First, you're not alone.
Second, it's not your fault.
Third, as far as I can tell there's nothing, really, you can do to reliably work around the problem.
And yes, that makes Hotmail pretty useless until the problem is resolved.
Browsing the forums at http://helpcommunity.live.com you'll find several current threads of discussion on the problem.
Some notes from those discussions include:
Maximizing your browser window apparently helps some (but not all) people work around this problem.
It may not happen on all computers.(*) Try logging in to your Hotmail account using a different computer.
Windows Live Hotmail support appears to have acknowledged this as a problem that they are working to resolve.
So the best advice I can offer is to either hang tight, and wait for the Hotmail folks to resolve the issue, or to switch to a different email service.
(*) One sub-question that comes up in these situations is "if it's not my computer, then why does switching computers make a difference?".
Hotmail is not one computer.
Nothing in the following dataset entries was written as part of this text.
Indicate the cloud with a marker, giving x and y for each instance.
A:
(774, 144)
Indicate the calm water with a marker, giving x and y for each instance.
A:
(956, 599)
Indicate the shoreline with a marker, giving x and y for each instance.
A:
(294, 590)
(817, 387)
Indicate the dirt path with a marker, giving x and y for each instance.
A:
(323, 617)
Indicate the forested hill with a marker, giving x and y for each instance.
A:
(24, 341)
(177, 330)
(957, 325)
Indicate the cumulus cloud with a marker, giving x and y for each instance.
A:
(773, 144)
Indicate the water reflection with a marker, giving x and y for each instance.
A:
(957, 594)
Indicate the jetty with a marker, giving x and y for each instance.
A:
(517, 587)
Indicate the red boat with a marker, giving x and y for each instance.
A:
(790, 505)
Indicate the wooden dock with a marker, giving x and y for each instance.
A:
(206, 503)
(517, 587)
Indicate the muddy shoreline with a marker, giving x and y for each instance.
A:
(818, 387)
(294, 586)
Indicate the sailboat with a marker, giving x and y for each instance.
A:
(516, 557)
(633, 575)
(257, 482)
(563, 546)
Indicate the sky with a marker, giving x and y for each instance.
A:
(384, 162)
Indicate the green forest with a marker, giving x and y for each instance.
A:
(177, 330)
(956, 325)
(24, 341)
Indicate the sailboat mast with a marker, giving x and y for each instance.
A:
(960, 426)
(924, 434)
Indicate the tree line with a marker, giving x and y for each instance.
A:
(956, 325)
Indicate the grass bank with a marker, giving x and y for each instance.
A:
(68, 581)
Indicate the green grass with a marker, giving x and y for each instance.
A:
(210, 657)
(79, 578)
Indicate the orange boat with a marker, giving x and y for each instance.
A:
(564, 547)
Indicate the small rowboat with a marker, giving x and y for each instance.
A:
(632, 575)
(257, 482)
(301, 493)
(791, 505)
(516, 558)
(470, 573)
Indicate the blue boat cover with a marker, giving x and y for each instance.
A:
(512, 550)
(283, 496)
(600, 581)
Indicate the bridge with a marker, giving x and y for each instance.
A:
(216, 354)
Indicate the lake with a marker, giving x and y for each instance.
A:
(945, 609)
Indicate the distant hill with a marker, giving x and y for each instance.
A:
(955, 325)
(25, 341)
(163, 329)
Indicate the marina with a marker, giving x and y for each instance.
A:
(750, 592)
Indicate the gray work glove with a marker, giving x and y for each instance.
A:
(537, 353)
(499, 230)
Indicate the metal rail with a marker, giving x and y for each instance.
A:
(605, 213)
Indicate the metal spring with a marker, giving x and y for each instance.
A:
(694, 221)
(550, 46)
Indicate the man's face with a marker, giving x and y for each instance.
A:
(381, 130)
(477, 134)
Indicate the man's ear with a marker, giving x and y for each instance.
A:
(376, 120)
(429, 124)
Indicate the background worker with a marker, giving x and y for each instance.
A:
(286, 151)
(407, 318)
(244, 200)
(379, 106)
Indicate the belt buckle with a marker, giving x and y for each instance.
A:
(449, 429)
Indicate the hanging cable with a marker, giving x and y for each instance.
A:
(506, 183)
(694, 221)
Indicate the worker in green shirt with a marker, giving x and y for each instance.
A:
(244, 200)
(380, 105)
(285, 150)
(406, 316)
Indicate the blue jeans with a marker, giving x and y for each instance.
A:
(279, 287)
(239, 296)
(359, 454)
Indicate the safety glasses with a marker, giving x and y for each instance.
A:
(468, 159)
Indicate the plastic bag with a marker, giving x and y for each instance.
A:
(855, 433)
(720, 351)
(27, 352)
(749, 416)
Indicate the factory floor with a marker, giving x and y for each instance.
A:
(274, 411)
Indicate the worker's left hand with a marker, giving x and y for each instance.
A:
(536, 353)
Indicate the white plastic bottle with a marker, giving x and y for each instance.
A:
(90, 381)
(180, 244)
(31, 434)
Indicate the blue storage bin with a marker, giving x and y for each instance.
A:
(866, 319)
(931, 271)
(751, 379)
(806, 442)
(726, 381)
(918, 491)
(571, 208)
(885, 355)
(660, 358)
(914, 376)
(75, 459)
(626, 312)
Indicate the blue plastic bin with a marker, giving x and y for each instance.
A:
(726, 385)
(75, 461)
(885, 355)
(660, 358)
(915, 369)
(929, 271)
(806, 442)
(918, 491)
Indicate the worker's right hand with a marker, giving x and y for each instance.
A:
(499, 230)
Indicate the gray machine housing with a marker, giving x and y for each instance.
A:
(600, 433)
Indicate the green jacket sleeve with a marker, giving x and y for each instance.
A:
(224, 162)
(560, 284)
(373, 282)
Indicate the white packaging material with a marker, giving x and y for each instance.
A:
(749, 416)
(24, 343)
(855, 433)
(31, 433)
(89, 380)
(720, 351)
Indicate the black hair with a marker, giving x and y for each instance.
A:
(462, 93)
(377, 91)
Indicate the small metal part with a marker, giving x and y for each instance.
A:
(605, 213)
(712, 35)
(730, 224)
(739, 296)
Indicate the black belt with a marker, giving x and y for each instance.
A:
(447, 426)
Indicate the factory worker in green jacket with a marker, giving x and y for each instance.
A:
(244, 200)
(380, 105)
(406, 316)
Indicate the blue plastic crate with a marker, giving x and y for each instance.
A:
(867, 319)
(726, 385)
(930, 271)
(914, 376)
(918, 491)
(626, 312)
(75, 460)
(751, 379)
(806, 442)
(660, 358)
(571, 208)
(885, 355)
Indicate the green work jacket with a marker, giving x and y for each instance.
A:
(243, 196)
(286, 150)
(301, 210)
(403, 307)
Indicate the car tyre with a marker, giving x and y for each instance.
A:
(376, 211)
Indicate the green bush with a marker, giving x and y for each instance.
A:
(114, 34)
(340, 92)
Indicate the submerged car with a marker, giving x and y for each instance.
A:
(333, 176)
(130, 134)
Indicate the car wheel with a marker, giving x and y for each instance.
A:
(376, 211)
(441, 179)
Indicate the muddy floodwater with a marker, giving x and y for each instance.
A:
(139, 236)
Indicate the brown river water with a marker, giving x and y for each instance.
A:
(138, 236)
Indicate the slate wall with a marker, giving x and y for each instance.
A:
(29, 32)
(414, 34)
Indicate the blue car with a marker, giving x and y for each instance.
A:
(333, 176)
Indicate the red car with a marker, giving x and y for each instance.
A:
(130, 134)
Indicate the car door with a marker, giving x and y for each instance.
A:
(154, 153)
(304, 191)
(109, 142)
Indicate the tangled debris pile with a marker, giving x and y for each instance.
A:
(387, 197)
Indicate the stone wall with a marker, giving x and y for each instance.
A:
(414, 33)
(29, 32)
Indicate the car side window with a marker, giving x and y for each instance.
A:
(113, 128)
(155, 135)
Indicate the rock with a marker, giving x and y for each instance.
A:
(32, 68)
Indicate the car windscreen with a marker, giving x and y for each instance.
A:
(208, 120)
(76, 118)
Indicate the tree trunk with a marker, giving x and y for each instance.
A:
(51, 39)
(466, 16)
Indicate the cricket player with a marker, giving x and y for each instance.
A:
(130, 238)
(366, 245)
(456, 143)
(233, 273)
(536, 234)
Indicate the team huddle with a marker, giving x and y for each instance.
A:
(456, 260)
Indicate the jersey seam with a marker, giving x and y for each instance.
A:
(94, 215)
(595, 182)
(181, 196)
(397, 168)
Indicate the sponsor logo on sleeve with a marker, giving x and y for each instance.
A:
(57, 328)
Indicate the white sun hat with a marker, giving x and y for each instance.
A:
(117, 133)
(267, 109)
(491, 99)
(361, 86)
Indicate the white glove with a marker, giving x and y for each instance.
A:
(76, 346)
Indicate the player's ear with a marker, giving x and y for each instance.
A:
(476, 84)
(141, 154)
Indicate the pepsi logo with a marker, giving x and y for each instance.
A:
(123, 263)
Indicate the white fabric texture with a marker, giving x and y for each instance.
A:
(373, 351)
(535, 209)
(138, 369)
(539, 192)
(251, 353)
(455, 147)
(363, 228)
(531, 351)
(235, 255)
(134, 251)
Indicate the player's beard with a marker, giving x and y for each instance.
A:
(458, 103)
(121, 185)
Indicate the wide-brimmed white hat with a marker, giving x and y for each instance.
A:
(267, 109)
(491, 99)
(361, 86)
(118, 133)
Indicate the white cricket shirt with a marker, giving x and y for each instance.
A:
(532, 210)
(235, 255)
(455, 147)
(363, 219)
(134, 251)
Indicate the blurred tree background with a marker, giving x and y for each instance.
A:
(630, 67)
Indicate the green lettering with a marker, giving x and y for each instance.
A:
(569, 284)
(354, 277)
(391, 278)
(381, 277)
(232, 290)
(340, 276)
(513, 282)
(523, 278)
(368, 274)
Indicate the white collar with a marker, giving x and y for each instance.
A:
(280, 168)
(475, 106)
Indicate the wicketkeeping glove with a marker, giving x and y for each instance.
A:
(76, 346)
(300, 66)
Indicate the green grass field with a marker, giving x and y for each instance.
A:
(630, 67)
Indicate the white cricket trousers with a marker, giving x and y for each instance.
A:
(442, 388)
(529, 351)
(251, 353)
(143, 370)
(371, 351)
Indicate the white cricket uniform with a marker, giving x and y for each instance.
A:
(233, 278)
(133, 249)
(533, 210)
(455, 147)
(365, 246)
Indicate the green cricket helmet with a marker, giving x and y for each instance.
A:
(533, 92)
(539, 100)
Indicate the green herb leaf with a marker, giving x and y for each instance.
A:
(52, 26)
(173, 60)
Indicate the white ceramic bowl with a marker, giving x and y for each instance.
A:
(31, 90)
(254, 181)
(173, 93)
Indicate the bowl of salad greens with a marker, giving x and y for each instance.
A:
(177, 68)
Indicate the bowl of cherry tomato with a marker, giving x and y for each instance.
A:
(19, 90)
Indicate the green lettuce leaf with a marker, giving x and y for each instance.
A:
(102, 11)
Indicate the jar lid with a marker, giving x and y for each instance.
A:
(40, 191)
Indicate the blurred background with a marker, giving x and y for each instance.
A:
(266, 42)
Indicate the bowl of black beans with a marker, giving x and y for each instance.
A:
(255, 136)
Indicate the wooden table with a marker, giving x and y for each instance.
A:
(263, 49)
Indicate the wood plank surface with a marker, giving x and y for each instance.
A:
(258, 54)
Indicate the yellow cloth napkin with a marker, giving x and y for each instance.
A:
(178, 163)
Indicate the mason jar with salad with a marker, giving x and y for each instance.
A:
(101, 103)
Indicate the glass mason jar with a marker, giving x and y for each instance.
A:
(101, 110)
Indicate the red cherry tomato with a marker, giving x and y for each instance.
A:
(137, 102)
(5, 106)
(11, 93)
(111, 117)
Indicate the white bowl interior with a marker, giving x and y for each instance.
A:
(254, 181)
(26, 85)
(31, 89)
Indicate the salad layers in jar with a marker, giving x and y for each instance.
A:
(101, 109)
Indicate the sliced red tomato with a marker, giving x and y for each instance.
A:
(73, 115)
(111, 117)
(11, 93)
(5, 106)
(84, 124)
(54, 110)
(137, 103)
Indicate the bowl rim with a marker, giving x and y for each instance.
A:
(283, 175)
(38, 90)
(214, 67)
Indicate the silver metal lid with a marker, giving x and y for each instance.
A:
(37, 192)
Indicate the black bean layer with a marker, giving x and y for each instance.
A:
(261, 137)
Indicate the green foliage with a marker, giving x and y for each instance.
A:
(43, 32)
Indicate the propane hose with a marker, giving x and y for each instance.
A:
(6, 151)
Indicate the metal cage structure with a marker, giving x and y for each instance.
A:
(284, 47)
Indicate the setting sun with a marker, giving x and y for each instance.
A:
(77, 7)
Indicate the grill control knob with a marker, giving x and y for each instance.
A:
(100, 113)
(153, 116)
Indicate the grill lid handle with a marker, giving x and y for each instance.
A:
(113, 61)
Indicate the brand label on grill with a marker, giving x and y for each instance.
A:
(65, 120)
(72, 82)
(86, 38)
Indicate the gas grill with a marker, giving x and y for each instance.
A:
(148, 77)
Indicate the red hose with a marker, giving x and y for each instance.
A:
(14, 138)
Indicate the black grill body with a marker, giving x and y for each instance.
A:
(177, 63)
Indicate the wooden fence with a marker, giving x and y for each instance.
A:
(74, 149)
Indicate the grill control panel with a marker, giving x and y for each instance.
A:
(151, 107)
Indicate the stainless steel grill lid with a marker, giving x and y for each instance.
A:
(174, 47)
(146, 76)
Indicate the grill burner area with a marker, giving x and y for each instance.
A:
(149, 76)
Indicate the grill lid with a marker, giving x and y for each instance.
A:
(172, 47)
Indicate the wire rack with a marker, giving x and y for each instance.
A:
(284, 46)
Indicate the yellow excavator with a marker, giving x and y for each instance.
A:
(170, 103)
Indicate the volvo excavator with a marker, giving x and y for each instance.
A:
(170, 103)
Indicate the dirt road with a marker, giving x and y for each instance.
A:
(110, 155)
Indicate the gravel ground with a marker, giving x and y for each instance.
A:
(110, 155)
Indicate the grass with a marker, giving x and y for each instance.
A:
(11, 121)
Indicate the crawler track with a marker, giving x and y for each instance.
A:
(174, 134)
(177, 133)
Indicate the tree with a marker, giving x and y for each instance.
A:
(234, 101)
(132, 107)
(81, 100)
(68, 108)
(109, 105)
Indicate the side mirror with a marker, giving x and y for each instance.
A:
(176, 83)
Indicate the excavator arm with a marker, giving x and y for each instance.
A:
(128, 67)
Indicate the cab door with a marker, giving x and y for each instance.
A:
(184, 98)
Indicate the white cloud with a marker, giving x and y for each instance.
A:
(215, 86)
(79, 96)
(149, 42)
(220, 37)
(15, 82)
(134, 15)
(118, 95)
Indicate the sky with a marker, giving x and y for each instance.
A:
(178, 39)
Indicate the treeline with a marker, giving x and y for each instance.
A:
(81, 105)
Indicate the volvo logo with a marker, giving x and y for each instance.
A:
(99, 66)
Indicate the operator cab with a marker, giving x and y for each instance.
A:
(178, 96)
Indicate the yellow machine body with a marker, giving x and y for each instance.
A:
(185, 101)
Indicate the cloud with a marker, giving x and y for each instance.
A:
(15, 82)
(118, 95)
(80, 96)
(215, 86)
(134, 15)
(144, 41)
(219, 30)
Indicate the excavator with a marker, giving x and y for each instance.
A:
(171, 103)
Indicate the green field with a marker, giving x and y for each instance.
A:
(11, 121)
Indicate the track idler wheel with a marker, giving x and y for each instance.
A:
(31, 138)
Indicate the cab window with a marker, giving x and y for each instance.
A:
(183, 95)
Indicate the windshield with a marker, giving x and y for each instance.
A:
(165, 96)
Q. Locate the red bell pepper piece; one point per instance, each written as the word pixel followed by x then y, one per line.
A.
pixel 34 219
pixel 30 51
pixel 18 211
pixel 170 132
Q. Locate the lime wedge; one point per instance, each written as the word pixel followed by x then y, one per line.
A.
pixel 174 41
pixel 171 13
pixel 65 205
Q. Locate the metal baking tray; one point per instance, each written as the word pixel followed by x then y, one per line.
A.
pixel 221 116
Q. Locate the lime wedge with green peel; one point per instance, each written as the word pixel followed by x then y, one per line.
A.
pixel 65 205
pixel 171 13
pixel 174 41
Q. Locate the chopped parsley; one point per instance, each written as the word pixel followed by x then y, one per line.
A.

In fact, I'm certain that it's comprised of hundreds of web servers that all act as the "internet side" of the Hotmail service.
Here's my theory: when you connect to Hotmail, you connect to one of those servers. As more connections from more people are made, the connections are spread out over those servers, but each person connects to one of those hundreds of servers.
Somehow that connection is persistent. That means that if you connect to Hotmail again from the same machine, you'll likely connect to the same specific server that you connected to before. If you connect from a different machine, then you'll likely connect to a different server.
And not all servers are experiencing the problem.
This is only a theory. I'm not saying this is how Hotmail works, but it's a reasonable explanation that I could see being plausible and that might explain why you might see different behavior connecting from different machines.